REPUBLIKA.CO.ID, BANDAR LAMPUNG -- Krisis daya listrik yang terjadi di wilayah Lampung dapat teratasi bila potensi produksi singkong (ubi kayu) dapat dialihkan ke energi listrik. Pemerintah Provinsi (Pemprov) Lampung masih merancang tata niaga singkong dan pembangkit listrik berbahan bakar singkong.
“Ke depan, sudah harus dipikirkan potensi produksi singkong di Lampung yang melimpah dapat dimanfaatkan untuk mengatasi krisis listrik di Lampung,” kata Pelaksana Tugas Sekretaris Daerah Provinsi (Sekdaprov) Lampung, Sutono kepada Republika.co.id di Bandar Lampung, Jumat (7/10).
Ia mengatakan, produksi singkong lokal selama ini hanya diserap untuk kebutuhan pabrik tapioka perusahaan besar dan usaha menengah di Lampung.
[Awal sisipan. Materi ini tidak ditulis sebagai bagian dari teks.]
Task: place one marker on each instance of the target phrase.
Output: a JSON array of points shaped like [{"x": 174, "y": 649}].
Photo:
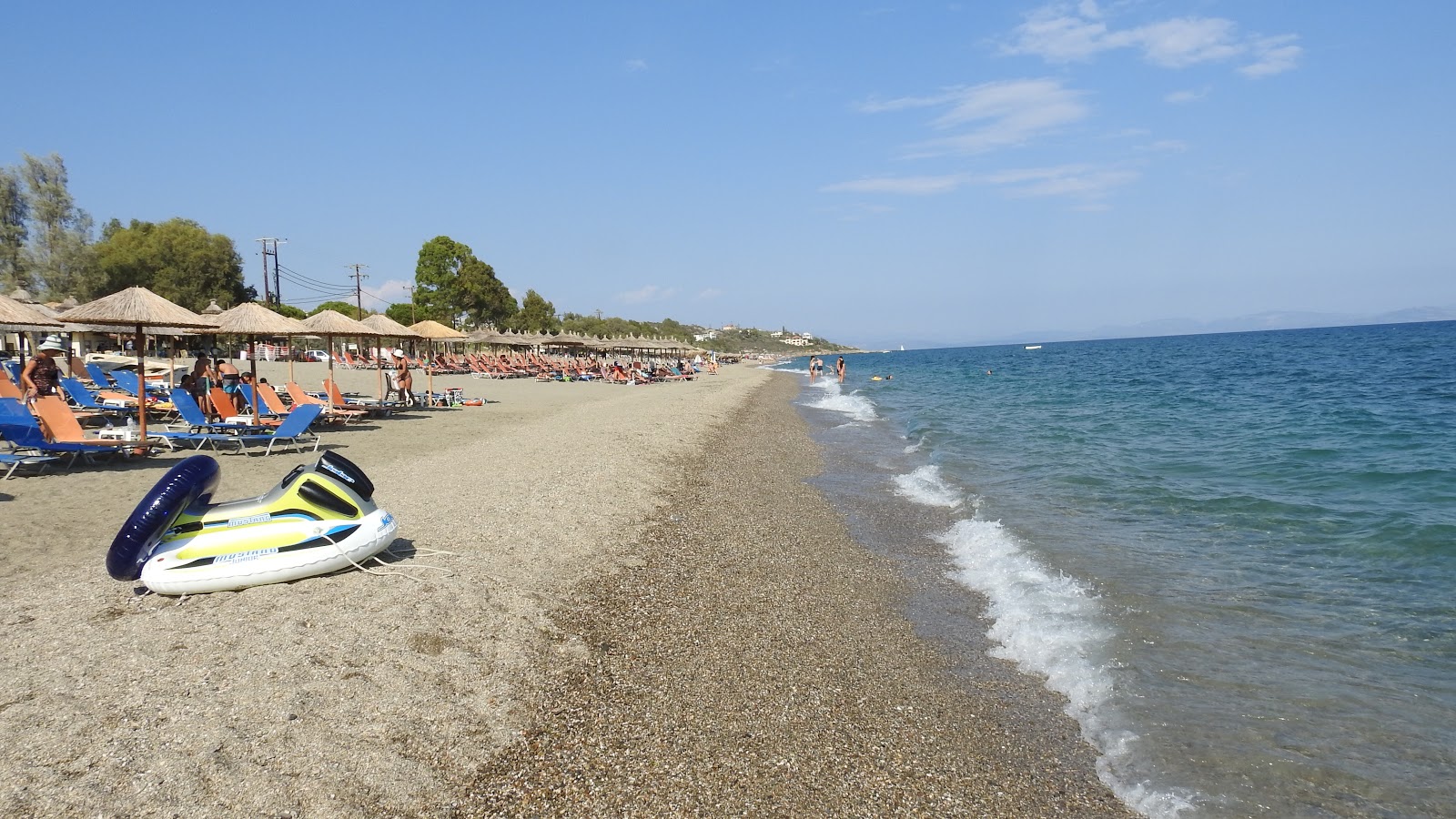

Padahal, produksi singkong yang melimpah dapat dialihkan untuk bahan baku pembangkit listrik.
Menurut dia, pembangkit listrik berbahan baku singkong sudah ada di Kabupaten Lampung Tengah, sejak lima tahun terakhir. Pembangkit listrik tersebut untuk kalangan tertentu. “Kalau dikelola dengan baik, pembangkit listrik berbahan baku singkong dapat dimanfaatkan secara luas,” ujarnya.
Saat ini, mantan kepala Dinas Perkebunan tersebut menyatakan, petani singkong hanya mengandalkan panen singkongnya diserap pabrik tidak mampu ke tempat lain. Bila pembangkit sudah berjalan, petani singkong dapat meningkatkan pendapatannya dengan meningkatkan produksi lahan singkongnya.
Anjloknya harga singkong lokal di Lampung saat ini menyentuh angka Rp 500 per kilogram. Ia mengatakan, petani lokal merugi atau kehilangan sekitar Rp 4 triliun dari luas lahan singkong di Lampung yang mencapai 400 ribu hektare. “Kalau harga anjlok, petani tidak berpikir untuk meningkatkan produksi singkongnya, mau dibuang ke mana sisa singkongnya,” ujarnya.
Untuk itu, ia berharap ke depan petani tetap meningkatkan produksi singkongnya, selain untuk kebutuhan pabrik, juga dapat diserap menjadi bahan baku pembangkit listrik. Menurut perhitungan, 10 ton singkong dapat memproduksi satu megawatt daya listrik.